This is the right position to apply one of those magic rubber pads
as described above :-)
REASSEMBLING
- Assembling the display
- Please take care not to forget to push the display back to the left and
fix it with the plastic pin. The pin must be put in, so that the small
nipple at the side is at the bottom left and it goes through the little
notch in the circuit board of the display. Then push the pin to the top
side of the display until everything seems to be securely fixed.
- If you removed the springs it is the right moment now to put them back
in. Take care and dont let their ends scratch the top of the lid.
- Make the foil fit as accurately as you can before you let any area of it
go down to the surface of the display. Removing it again and again does
no good to it.
- Brush the foil at the edge of the display from the center to the corners
to fix it. Do not apply pressure to the foil at the upper or side
edges of the lid! You will squash it in (ugly!).
- Do not forget to put the button bar back in before you rehinge the
lid. Put the foil cables of the bar and the display correctly through
the opening below the bar without buckling it.
Dont touch the contacts of the foil cables with your bare fingers.
- Rehinge the lid, put the second hinge nail back and put the springs
back into the notches in of button bar.
- Putting the daughter board back in
- Reconnecting the foil cables
- Again: dont touch the contacts with bare fingers.

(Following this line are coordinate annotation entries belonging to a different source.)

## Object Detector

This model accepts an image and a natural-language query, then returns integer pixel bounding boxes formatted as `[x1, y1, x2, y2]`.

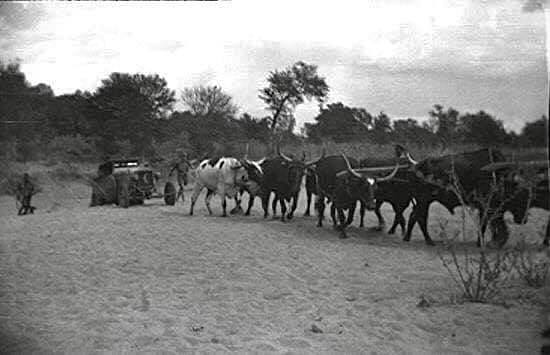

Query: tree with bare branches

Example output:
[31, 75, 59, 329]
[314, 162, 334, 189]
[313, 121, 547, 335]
[181, 86, 239, 119]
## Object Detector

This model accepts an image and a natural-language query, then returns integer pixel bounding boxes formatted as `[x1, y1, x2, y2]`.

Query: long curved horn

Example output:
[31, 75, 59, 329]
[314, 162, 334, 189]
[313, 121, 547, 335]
[342, 153, 363, 179]
[277, 142, 292, 161]
[481, 160, 548, 171]
[405, 152, 418, 165]
[376, 162, 399, 182]
[305, 147, 327, 167]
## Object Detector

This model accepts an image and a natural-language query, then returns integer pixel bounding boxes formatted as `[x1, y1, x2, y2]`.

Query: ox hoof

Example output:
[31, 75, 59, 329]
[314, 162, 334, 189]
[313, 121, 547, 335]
[229, 207, 243, 214]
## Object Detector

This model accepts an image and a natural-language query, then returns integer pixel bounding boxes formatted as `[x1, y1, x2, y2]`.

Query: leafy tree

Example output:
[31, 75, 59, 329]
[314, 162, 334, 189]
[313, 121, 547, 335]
[429, 105, 459, 145]
[259, 61, 329, 132]
[460, 111, 507, 146]
[305, 102, 372, 142]
[393, 118, 437, 146]
[93, 73, 175, 154]
[371, 112, 393, 144]
[521, 116, 548, 147]
[0, 61, 53, 145]
[181, 86, 239, 119]
[239, 113, 270, 143]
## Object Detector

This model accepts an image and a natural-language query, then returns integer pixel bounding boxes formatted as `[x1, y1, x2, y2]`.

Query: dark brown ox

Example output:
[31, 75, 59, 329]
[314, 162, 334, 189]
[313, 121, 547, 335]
[314, 154, 399, 238]
[246, 146, 324, 222]
[404, 148, 536, 246]
[482, 160, 550, 246]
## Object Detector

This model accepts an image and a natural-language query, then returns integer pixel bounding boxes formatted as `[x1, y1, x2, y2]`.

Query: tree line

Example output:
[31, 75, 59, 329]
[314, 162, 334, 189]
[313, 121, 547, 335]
[0, 61, 548, 160]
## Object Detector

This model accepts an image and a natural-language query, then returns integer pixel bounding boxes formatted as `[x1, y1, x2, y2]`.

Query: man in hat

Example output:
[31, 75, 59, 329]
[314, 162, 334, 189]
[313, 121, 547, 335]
[16, 173, 36, 216]
[168, 150, 191, 202]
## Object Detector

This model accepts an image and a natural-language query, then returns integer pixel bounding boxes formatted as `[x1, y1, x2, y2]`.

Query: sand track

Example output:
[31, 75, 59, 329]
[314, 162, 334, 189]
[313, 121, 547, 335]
[0, 184, 546, 354]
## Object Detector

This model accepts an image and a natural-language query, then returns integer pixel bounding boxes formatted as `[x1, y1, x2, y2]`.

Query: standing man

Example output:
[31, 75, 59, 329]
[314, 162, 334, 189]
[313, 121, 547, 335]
[16, 173, 36, 216]
[168, 150, 191, 202]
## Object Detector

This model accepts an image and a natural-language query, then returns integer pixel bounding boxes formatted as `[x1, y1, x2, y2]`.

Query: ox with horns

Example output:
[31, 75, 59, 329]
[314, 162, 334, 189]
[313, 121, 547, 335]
[481, 160, 550, 246]
[359, 149, 413, 235]
[404, 148, 548, 247]
[189, 158, 252, 217]
[240, 144, 319, 221]
[314, 147, 400, 238]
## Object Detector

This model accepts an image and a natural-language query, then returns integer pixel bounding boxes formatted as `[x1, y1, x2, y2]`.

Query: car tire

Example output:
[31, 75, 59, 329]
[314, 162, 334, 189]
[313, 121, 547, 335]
[164, 181, 177, 206]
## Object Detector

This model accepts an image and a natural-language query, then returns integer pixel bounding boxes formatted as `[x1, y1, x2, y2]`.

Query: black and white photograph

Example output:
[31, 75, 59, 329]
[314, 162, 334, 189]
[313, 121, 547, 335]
[0, 0, 550, 354]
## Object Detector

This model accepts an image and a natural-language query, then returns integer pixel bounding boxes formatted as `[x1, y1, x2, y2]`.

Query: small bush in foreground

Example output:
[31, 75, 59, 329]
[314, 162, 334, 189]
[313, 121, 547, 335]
[514, 242, 550, 288]
[439, 244, 514, 303]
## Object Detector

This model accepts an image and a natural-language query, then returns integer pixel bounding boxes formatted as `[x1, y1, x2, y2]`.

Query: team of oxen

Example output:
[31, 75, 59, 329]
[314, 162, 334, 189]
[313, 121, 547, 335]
[184, 145, 550, 246]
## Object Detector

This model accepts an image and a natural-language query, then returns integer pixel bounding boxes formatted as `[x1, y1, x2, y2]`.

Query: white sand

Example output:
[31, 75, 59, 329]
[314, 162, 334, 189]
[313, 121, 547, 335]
[0, 183, 547, 354]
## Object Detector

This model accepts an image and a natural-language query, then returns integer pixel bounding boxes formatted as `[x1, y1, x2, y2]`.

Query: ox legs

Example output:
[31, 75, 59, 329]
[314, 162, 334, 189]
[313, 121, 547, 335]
[542, 218, 550, 246]
[330, 203, 338, 229]
[262, 192, 271, 218]
[359, 202, 367, 228]
[346, 203, 357, 226]
[275, 195, 286, 222]
[204, 190, 217, 215]
[374, 200, 386, 234]
[403, 203, 435, 245]
[338, 208, 349, 239]
[304, 191, 313, 217]
[315, 195, 325, 227]
[271, 194, 278, 218]
[189, 183, 204, 216]
[244, 193, 256, 216]
[286, 192, 299, 219]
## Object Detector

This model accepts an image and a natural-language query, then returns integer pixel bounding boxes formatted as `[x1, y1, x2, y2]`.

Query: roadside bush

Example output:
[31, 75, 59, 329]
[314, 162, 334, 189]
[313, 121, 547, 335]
[46, 135, 98, 162]
[439, 169, 516, 303]
[514, 241, 550, 288]
[439, 243, 514, 303]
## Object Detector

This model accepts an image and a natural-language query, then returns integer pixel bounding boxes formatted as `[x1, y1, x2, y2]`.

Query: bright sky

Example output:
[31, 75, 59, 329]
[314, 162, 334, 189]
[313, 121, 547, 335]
[0, 0, 550, 134]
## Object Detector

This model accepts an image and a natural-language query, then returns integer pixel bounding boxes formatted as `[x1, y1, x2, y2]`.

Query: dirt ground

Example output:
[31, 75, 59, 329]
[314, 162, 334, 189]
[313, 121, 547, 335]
[0, 178, 548, 354]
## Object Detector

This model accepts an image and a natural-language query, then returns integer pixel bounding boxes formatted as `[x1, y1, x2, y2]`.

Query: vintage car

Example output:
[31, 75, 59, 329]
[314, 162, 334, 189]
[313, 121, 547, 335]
[90, 159, 176, 207]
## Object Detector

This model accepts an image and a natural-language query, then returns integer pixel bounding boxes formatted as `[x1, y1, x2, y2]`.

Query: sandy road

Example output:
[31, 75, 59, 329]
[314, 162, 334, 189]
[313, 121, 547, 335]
[0, 184, 545, 354]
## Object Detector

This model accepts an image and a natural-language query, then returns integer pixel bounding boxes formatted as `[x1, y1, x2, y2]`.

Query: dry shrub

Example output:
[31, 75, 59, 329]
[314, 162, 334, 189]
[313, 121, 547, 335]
[439, 168, 516, 303]
[46, 135, 98, 162]
[514, 241, 550, 288]
[439, 243, 514, 303]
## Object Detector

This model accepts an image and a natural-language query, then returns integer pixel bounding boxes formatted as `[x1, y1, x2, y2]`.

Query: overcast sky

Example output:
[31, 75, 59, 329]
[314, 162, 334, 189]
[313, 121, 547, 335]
[0, 0, 550, 130]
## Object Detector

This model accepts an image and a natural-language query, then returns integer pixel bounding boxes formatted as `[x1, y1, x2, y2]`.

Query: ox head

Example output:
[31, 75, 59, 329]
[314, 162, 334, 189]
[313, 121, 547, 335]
[337, 154, 399, 210]
[481, 160, 549, 224]
[231, 160, 248, 186]
[241, 143, 265, 195]
[277, 144, 325, 194]
[242, 158, 265, 195]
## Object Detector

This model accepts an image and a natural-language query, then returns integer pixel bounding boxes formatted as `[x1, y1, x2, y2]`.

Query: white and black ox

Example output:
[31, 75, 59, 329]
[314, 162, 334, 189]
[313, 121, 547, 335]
[189, 157, 262, 217]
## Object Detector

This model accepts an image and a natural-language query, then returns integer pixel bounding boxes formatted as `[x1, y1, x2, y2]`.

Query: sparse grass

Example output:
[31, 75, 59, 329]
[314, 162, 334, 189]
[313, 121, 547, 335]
[514, 242, 550, 288]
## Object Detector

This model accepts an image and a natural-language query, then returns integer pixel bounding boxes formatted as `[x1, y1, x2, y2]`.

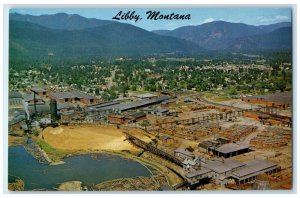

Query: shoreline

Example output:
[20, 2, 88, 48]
[9, 143, 181, 188]
[57, 150, 182, 188]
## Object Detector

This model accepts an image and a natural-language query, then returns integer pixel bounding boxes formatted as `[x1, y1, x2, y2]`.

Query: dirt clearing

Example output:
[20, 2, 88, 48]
[43, 126, 141, 151]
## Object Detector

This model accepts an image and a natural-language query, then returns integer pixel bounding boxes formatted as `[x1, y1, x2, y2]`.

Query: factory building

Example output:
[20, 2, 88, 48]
[132, 93, 157, 99]
[125, 112, 147, 123]
[208, 143, 250, 158]
[174, 148, 195, 159]
[48, 91, 98, 104]
[107, 114, 125, 124]
[31, 88, 47, 96]
[9, 91, 23, 105]
[183, 157, 281, 185]
[23, 93, 45, 105]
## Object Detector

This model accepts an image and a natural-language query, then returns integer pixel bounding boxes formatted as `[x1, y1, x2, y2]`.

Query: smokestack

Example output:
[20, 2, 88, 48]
[23, 100, 30, 120]
[50, 99, 58, 123]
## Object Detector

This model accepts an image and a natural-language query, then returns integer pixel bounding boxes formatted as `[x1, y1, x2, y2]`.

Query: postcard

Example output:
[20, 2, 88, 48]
[7, 5, 295, 193]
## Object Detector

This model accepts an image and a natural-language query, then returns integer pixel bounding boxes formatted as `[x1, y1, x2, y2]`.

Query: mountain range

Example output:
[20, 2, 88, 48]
[153, 21, 292, 51]
[9, 13, 292, 60]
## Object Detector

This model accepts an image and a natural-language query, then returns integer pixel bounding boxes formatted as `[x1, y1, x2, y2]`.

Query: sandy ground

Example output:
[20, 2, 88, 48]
[43, 126, 137, 151]
[8, 135, 27, 146]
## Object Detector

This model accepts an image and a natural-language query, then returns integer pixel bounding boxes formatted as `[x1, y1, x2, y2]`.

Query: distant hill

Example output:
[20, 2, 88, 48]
[9, 13, 117, 30]
[228, 27, 292, 50]
[153, 21, 291, 50]
[9, 20, 203, 60]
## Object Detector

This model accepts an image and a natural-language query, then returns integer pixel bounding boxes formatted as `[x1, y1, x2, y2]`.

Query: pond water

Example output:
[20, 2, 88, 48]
[8, 146, 151, 190]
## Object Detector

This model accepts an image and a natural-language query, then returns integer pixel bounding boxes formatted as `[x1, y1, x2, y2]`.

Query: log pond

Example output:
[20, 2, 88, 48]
[8, 145, 151, 191]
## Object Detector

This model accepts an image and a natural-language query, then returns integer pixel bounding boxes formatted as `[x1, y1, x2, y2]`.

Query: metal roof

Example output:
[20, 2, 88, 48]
[132, 93, 157, 98]
[203, 159, 245, 174]
[185, 167, 211, 178]
[31, 87, 47, 93]
[51, 91, 96, 99]
[232, 159, 277, 178]
[97, 96, 170, 111]
[174, 148, 195, 157]
[9, 91, 22, 98]
[215, 143, 249, 153]
[23, 93, 42, 102]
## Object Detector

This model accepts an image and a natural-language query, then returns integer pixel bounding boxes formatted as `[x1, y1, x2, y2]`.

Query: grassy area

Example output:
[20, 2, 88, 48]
[36, 140, 66, 162]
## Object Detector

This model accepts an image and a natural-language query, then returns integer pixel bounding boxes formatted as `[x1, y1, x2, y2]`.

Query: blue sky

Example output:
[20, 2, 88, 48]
[10, 7, 292, 31]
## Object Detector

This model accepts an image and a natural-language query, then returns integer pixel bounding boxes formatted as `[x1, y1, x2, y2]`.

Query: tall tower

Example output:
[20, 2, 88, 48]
[50, 99, 58, 123]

- Take the yellow cable of the display and bend it down until its end
points to the back of the case. !!Do not buckle!!
- Now put the end of the cable into the rear socket while shaking it
slightly until it goes no further.
- Fix it by pressing the darker coloured, frontmost part of the socket at
the left and right side to the back until it clicks into place.
- Now take the blue button bar cable and put it into the front socket,
using the same method.
- Putting back the shielding metal
- Hold the metal so that the connection at the middle is in front and
the spikes at the left and right front corners point up.
- Fix the metal with screw XS5 at the right front of the daughter board.
Tip:
use two small pieces of double sided adhesive tape beneath the left
and right edges of the metal to avoid the "cheap" rattling of the
Psion when no cards are inserted in the slots.
- Putting the motherboard back in
- Make sure that you are protected against static electricity by using
a wristwrap or a similar device. Dont touch the keyboard contacts with
your bare fingers.
- Hold the motherboard at the edges, component side down so that the
protruding edges are pointing to the button bar.
- Insert the board slanted from the up front, the edges right below both
hinges. If the mechanics of the serial connector get stuck at the
shielding metal on the left side, carefully guide it over the edge with
one of the screwdrivers.
- Put some cloth or a piece of paper on top of the board, then press it
down with slight, even pressure until it clicks into the sockets of the
daughter board below.
Press it slightly down at the edges of the casing, too, because it tends
to cant.
- Inserting the keyboard
- Please dont touch the keyboard contacts with your bare skin.
- Take the rubber pad XS4 of the keys at the edges and put it on the
motherboard, the space key pointing to you.
- Adjust the rubber, so that the two small rubber pads at the front fit
into the notches at of the casing.
- Make sure that all keys are on the rubber and in the right place.
- Placing the keyboard cover
- Hold the keyboard cover XS3 so that the hole for the space bar is in the
right position and insert it hooked below the hinges, just like the
motherboard.
- DON'T press it down with violence but pull the middle of the cover
upwards slightly (at the back edge) while you carefully turn it down
until it touches the keys.
- Make sure that no keys are stuck below the cover.
- Press down the two small hooks in front of the space bar with a small
screwdriver or your fingernails until they are going into place with an
audible click.
- Closing the case
Now put all the batteries back in and everything should be fine!